The Swiss service Threema, for example, wrote on its website: “What is certain (…) is that there will never be a Threema version that listens or monitors its users in any way.” And: “If there is no other way, we will Calling on other communication services to leave the EU with us.” The head of the encrypted messenger Signal, Meredith Whittaker, also announced that she would leave the EU if chat controls were implemented.
Shortly before the vote, 36 politicians from Europe appealed in an open letter to the EU member states to vote against the so-called chat control. German Interior Minister Nancy Faeser (SPD) said on Wednesday that Germany would reject chat control and vote no in the Council. A qualified majority for the project could no longer be obtained.
How could things continue now?
But the topic is not off the table yet. It remains a priority for member states to protect children from “disgusting crimes,” Belgium said on Thursday. Critics assume that Belgium’s successor in the Council, Hungary, will now try to reach an agreement between the EU states. The states would then have to negotiate the final legal text with Parliament and the Commission.

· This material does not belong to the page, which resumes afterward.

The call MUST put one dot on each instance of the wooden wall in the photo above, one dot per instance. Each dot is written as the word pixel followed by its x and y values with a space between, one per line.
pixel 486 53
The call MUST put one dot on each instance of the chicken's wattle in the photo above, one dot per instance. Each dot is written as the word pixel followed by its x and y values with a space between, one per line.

For experts, activists and industry representatives, the fight against the plans continues. If they had their way, they would now finally be overturned. In addition to the privacy issues, many experts believe the plans are also simply ineffective. The Chaos Computer Club wrote in 2022: “Criminals are already using distribution channels that would not be affected by these scans and will easily evade the scans in the future.” The messenger service Threema also wrote: “The mass surveillance of common communication channels such as instant messengers (… ) only affects law-abiding citizens. Why should criminals continue to use communication channels that are known to be under state surveillance?”

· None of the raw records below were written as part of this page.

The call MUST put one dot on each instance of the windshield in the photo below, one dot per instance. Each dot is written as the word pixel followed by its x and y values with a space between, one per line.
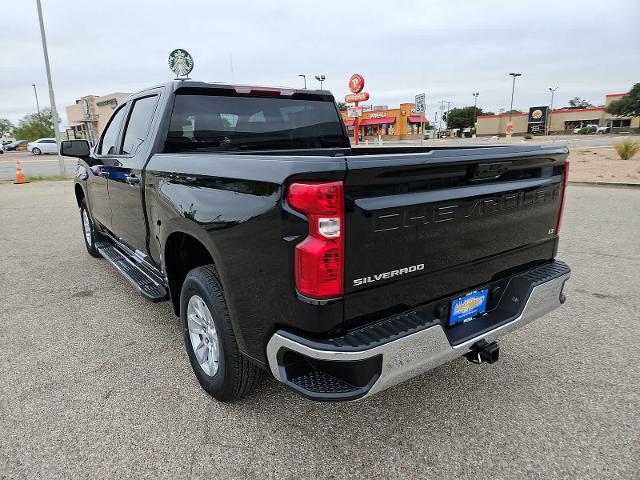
pixel 219 123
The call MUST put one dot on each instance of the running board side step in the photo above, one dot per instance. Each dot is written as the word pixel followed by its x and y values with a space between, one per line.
pixel 149 288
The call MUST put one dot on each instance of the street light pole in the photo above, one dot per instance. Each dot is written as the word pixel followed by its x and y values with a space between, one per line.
pixel 36 94
pixel 553 91
pixel 475 108
pixel 52 99
pixel 513 89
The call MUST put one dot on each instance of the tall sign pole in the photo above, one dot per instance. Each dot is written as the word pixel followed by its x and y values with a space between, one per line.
pixel 52 98
pixel 421 108
pixel 356 84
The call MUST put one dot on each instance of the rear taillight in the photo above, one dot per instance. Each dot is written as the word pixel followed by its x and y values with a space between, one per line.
pixel 319 258
pixel 565 181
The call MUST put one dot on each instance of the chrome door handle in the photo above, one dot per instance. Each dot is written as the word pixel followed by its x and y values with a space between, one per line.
pixel 132 179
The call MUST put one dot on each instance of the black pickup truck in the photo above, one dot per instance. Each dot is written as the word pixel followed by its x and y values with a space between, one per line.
pixel 341 270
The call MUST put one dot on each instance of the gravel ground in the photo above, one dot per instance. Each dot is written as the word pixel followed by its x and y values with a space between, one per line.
pixel 96 382
pixel 602 164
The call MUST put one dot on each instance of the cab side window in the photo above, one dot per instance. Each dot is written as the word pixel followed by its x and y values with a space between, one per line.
pixel 138 124
pixel 110 136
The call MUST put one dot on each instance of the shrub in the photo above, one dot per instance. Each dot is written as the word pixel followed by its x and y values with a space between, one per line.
pixel 627 149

What would be the alternatives to chat control?
The “Stop Chat Control” campaign, which includes the CCC as well as the Digitale Gesellschaft and the Digitalcourage association, instead calls for a completely different approach. Accordingly, the capacities of law enforcement should be expanded. Today, references to criminal content are neither viewed nor deleted for a long time. Those behind the abuse did not share their material via social media, but rather on the dark web. This is exactly where undercover police work must take place, the activists demand.
The campaign also calls for tackling the problem at its root. There must be prevention concepts and training in care facilities to prevent and stop abuse. There is also a need for mandatory reporting mechanisms for online services, hotlines and advice centers.